I do think there's a little passive-aggressiveness on Hilary's part in revealing the affair at all. She could have simply left it out of the book altogether, because it's not like this was something that was known and had been talked or whispered about previously. I could understand her wanting to give her version of events had that been the case, but to reveal it while simultaneously presenting a whitewashed (in regards to her husband) version is a passive-aggressive strike against her sister in my eyes. My guess is that Kiffer never made Hilary feel like she was special (unlike the film which claims he did, but there's not much evidence of it in the book and certainly not in her daughter's account), and so when he seduced her special sister, although she loved Jackie tremendously she's still only human.

reply

Nice observation, but actually I'm trying to say that Hilary never loved Jackie at all.

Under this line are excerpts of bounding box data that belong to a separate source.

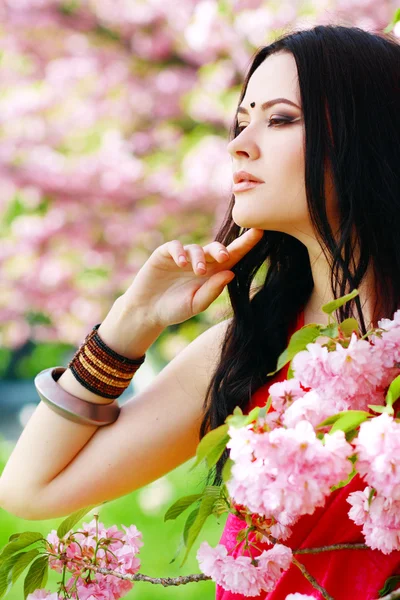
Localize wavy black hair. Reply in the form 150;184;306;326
200;25;400;484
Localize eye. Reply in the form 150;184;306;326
236;117;293;133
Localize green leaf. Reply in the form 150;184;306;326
383;8;400;33
236;527;248;542
183;506;200;546
8;533;21;542
378;576;400;598
329;410;371;433
0;549;39;598
386;375;400;414
57;504;97;539
245;406;261;425
0;554;19;598
190;424;229;471
24;556;48;600
368;404;394;415
316;412;343;429
0;531;44;568
331;469;357;492
321;323;339;338
212;498;229;517
268;323;321;376
339;317;359;337
180;485;221;567
169;537;185;565
164;494;202;521
322;290;358;315
221;458;234;483
12;548;39;584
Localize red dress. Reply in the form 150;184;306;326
216;312;400;600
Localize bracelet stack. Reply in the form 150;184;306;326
35;323;146;426
68;323;146;400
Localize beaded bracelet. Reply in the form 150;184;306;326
68;323;146;400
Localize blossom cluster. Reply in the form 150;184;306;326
200;310;400;597
27;519;143;600
197;542;292;596
347;413;400;554
227;420;353;539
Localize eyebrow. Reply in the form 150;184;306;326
236;98;301;115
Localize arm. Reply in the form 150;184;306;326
0;300;229;520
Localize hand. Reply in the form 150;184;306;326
122;228;264;328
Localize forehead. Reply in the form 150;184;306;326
241;52;301;108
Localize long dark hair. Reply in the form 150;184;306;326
200;25;400;484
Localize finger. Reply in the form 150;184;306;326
225;227;264;269
184;244;207;275
192;271;235;315
204;241;229;263
167;240;188;267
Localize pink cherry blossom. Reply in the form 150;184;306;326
285;592;315;600
269;379;305;413
354;413;400;501
227;420;354;526
26;590;59;600
197;542;292;596
347;486;400;554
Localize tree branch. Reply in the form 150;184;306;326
379;590;400;600
70;560;211;587
293;544;371;554
292;558;335;600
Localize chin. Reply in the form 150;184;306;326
232;204;262;229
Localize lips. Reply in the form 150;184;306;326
233;171;265;183
232;181;263;194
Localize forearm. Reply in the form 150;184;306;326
0;301;161;514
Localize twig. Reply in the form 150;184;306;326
379;590;400;600
71;561;211;587
293;544;371;554
292;558;334;600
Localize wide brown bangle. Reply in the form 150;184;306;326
35;367;121;426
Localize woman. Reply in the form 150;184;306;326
0;26;400;600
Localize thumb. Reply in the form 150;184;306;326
192;271;235;315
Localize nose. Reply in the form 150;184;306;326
227;126;260;159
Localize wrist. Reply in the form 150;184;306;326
98;296;164;359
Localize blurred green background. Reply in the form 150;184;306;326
0;0;400;600
0;440;226;600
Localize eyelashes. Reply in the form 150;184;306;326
236;117;297;134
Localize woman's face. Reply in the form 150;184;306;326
228;52;312;238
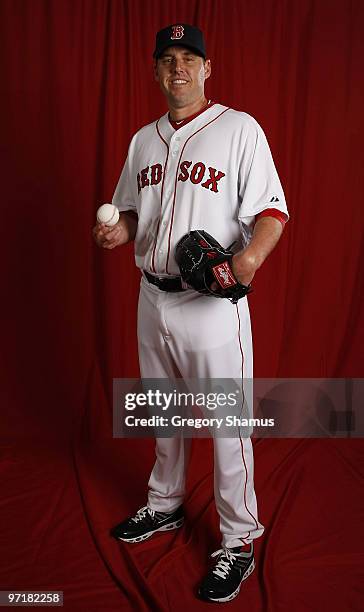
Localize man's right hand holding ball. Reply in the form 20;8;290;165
92;206;138;249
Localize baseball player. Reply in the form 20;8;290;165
93;24;288;602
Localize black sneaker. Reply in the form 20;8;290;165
198;544;255;602
111;506;184;542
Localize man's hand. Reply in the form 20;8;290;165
92;212;138;249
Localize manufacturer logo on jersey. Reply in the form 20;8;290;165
212;261;236;289
171;26;185;40
137;160;225;193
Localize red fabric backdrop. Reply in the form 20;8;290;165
0;0;364;611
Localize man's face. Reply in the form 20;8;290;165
154;47;211;108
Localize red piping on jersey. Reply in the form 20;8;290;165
151;119;169;274
166;108;230;274
236;304;259;539
255;208;288;227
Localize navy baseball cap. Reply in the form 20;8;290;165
153;23;206;59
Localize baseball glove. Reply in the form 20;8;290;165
175;230;251;304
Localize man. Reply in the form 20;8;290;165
94;24;288;602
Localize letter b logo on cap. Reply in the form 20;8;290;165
171;26;184;40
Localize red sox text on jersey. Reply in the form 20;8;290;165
137;159;225;193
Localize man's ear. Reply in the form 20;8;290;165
204;60;211;80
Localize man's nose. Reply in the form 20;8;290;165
174;58;183;72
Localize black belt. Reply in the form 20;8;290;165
143;270;184;292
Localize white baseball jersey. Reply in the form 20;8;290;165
113;104;288;547
112;104;288;276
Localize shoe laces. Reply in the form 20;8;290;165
211;548;236;580
131;506;155;523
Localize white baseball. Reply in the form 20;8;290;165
96;204;119;227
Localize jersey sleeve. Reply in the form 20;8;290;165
238;119;289;242
112;138;137;213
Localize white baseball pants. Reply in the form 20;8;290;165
138;278;264;547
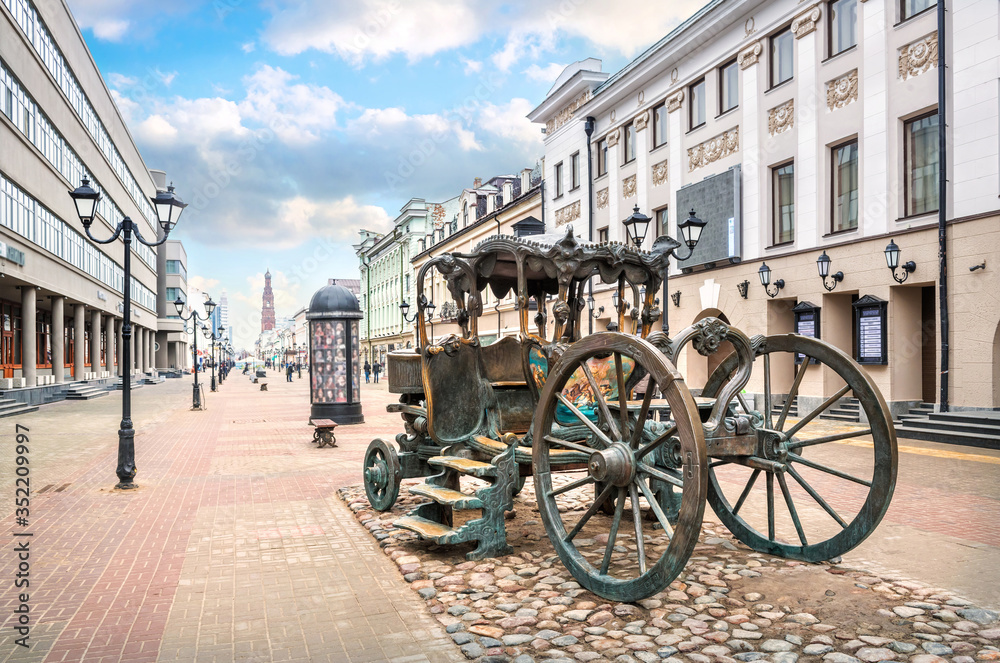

The book, the movie, they are all based on Hilary's account and on her account alone. There are always two sides of the story and it's Hilary's 'side' that is presented before us, whereas Jackie isn't around to defend her own corner. Hilary is free to weave her own story, and I'm rather dismayed that too many ppl too easily believe she is the hurted one; the one who's willing to sacrifice everything, whereas Jackie was the selfish one.

...although she loved Jackie tremendously she's still only human.


This is the impression that Hilary wants us to believe; by 'admitting' that she is not a perfect angel but had tried all she could to help her 'beloved' but 'confused' Jackie, she won the sympathy of most ppl. This is more effective than to present herself perfectly unflawed and Jackie perfectly flawed - in that case ppl would've not believed her as they do now.

I do think there's a little passive-aggressiveness on Hilary's part in revealing the affair at all.


This is exactly why I think Hils never loved Jakcie at all. Shrewdly telling the world that your sister is a spoiled little cheeky girl while you're the almost-selfless, suffering one - most ppl are under this impression after reading/ watching Hils's book/ movie - is not exactly what I would like to describe as a loving attitude.

Above all, Hils's daughter Clare - as the above poster has also pointed out - has proved that Hils is not above lying. Clare said that her mother wouldn't let her stay in her house anymore after she defied her mother's story (by saying that Kiffer is adulterous, and that he wasn't doing Jackie any favour, let alone submitting to his wife's wish to please Jackie - he even displayed abusive behavior toward the latter). I suspect - and Clare Finzi also indicates this - Kiffer was the one who, thanks to his adulterous way, seduced Jackie; Hils - hurted, helpless against her husband, and had envied Jackie since their childhood days - then vent her anger toward Jackie (a common self-defence mechanism - 'displacement' to be precise).

I wonder what Jackie would've tell us had she been able to read the book. One thing for sure, she wouldn't have let Hilary to slyly twist the fact so that all mistakes are laid on her doorstep.

"I can resist everything except temptations." - Oscar Wilde.